Öncelikle hatırlamanız gereken şey, mükemmel diye bir şeyin var olmadığı. Diyelim ki mükemmel diye bir şey var ve ona ulaştınız; mükemmele ulaşmanın sizi mutlu etmeyeceğinden emin olabilirsiniz. İnsanlar kusursuz gözükene hayran olur ama kendilerine benzeyene yakınlık hisseder. Dolayısıyla, kimse kusursuz, mükemmel bir insanla arkadaş ya da sevgili olmak istemez. Yani kusursuzluğun kabul görüp onaylandığı düşüncesi her durum için geçerli değildir.
Aslında hayatı dolu dolu yaşamak, mükemmel bir hayata sahip olmak değil, anlatacak birçok hikâyeye sahip olmaktır. İlginç, dinlenilesi hikayeler ise inişli çıkışlıdır. İnsana insan olduğunu hatırlatacak birçok detay barındırır. Düşe kalka ilerler. Tüm o hikayeleri kusursuz yapan kusur olduğuna inanılan detaylar içermesidir. Dolayısıyla, insanın insan olduğunu kabul etmesi ve hata yapabileceğiyle barışması gerekir.

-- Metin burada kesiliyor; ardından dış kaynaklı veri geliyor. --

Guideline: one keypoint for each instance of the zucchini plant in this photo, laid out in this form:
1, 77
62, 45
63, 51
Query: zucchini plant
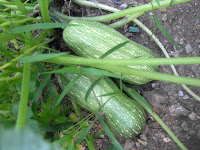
124, 116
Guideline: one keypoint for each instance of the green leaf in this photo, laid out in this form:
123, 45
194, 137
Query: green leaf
39, 92
91, 87
5, 37
5, 51
23, 139
113, 49
41, 57
109, 133
39, 26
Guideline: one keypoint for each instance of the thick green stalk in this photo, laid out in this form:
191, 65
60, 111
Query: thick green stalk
20, 21
124, 62
20, 6
11, 78
78, 112
125, 12
133, 94
44, 4
125, 70
24, 96
25, 53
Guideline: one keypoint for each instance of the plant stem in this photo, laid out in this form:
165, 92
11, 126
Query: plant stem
124, 62
25, 53
20, 21
24, 97
78, 112
45, 11
133, 94
123, 13
11, 78
125, 20
140, 24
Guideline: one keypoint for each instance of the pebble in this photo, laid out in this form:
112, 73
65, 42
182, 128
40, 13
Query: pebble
186, 97
143, 137
188, 48
185, 126
193, 116
164, 18
166, 139
128, 34
146, 129
191, 132
180, 93
181, 41
137, 144
128, 144
198, 133
178, 110
124, 5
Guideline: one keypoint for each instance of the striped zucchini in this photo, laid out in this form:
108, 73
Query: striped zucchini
92, 40
124, 116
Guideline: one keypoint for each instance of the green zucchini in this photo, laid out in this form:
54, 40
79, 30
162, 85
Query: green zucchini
92, 40
124, 116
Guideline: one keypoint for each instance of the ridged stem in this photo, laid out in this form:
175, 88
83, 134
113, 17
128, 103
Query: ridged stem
123, 13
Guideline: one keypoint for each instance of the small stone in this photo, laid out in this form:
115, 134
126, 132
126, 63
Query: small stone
128, 34
143, 137
128, 144
198, 133
142, 142
117, 1
180, 93
102, 136
162, 135
124, 5
181, 41
193, 116
145, 130
188, 48
164, 18
185, 126
153, 85
186, 97
137, 144
191, 132
178, 110
166, 139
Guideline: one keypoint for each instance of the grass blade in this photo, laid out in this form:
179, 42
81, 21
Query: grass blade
114, 49
91, 87
109, 133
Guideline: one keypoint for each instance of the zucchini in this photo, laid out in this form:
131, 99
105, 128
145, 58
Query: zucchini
124, 116
93, 39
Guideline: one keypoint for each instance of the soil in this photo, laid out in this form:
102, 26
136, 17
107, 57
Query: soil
178, 109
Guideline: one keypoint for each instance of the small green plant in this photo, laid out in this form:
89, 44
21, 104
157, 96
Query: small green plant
28, 95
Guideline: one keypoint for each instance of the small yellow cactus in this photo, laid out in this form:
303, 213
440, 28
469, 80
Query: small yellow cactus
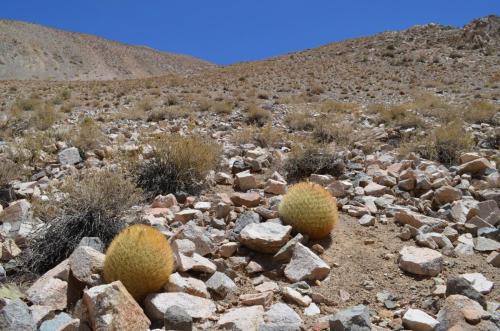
309, 209
141, 258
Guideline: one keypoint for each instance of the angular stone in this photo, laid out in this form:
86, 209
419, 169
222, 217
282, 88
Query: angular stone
447, 194
265, 237
482, 244
478, 282
156, 305
420, 261
15, 316
462, 313
305, 265
176, 318
417, 320
50, 292
221, 285
354, 318
87, 265
245, 181
61, 322
474, 166
281, 317
376, 190
190, 285
417, 220
242, 319
111, 307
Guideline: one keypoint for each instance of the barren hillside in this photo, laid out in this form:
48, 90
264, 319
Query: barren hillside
30, 51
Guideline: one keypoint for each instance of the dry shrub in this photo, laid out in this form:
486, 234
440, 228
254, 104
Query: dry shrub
179, 164
257, 115
481, 112
444, 144
300, 121
93, 207
89, 135
312, 159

Mükemmeliyetçiliğin üstesinden gelmek için sizin için mükemmel tanımının ne olduğunu somutlaştırın. Kendiniz için gerçekçi hedefler koyun. Sosyal medyada görünenin sadece gösterilmek istenen olduğunu, hiç kimsenin hayatının mükemmel olmadığını, yani kimsenin sonsuza kadar mutlu yaşamadığını kendinize hatırlatın. Ve tabii kusursuz olmaya çalışmaktansa, kusurlu olduğunuzu düşündüğünüz bir hayatı yönetmenin daha büyük bir güç olduğunu unutmayın.
Hep atlanılan bir gerçek; aslında diğer insanlara ilham veren kusursuzluk değil, sıradan olanı kabullenebilmeyi başarmaktır. Ne kadar unutturulmaya çalışılsa da aklınızda bulunsun.